CactusCon

CactusCon13
February 14-15, 2025
Mesa, AZ

DIRE: Renaming Variables in Decompiled Code with Neural Nets

Decompilers transform binaries into high-level source code, and are a critical part of the working hacker's arsenal of tools for malware analysis, reverse engineering, and exploit development. Over time, decompilers have become increasingly sophisticated in reconstructing information lost during the compilation process (e.g., code structure and type information). A longstanding issue is recovering meaningful variable names that correspond to the intent of the original code.

This talk presents DIRE (the Decompiled Identifier Renaming Engine), a new probabilistic technique that uses both lexical and structural information to recover variable names. Where current state-of-the-art tools recover variable names like "a1" or "iVar", DIRE correctly recovers meaningful variable names like "filename". We present our approach for training and evaluating models of decompiled code using a large corpus of 164,632 unique x86-64 binaries mined from C projects on GitHub. We share our results of DIRE's large scale application and show that it can predict variable names identical to the names in the original source code up to 74.3% of the time.

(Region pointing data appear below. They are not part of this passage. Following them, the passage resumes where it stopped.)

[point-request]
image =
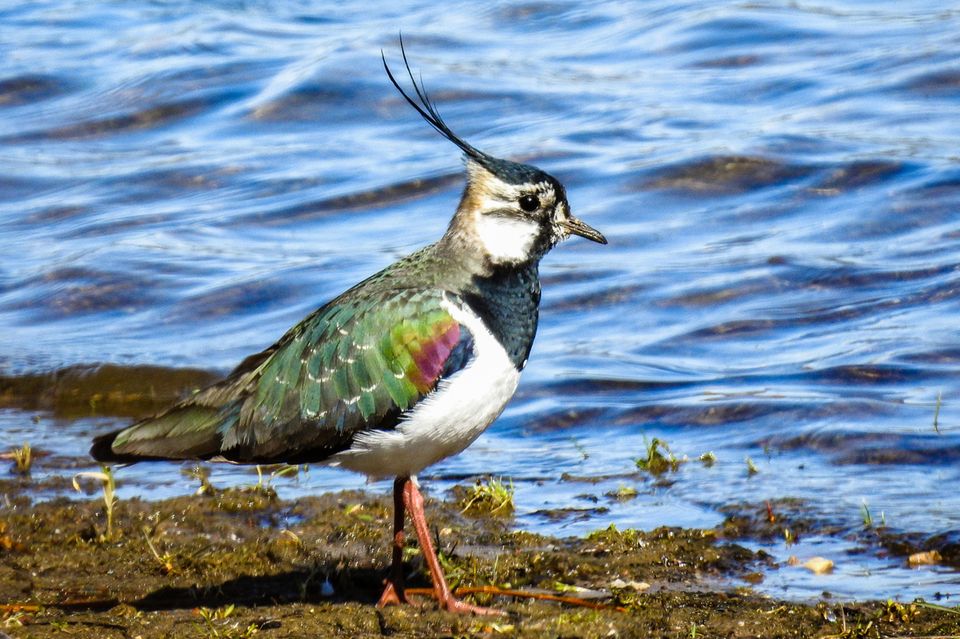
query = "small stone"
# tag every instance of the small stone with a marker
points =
(927, 558)
(819, 565)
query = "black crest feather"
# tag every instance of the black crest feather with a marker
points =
(427, 109)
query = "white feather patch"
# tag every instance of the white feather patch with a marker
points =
(506, 239)
(446, 421)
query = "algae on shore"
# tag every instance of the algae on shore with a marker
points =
(241, 562)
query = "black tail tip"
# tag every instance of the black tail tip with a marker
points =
(102, 449)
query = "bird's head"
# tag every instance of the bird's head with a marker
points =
(513, 213)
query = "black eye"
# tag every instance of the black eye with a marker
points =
(529, 203)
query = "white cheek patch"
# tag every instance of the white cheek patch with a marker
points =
(506, 239)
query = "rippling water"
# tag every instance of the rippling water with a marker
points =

You'll leave this talk with knowledge of new techniques in binary decompilation, and practical tooling for more accurate variable name recovery. You'll also learn about state-of-the-art approaches in decompilation, outstanding challenges, and new ways for addressing these challenges.

Jeremy Lacomis

Jeremy Lacomis is a Ph. D. student in the Institute for Software Research at Carnegie Mellon University. His research interest is in search-based software engineering, automated code and binary transformation, and improving tooling for reverse engineers. Jeremy holds a B.A., Computer Science from the University of Virginia and an A.S., Computer Science from Piedmont Virginia Community College.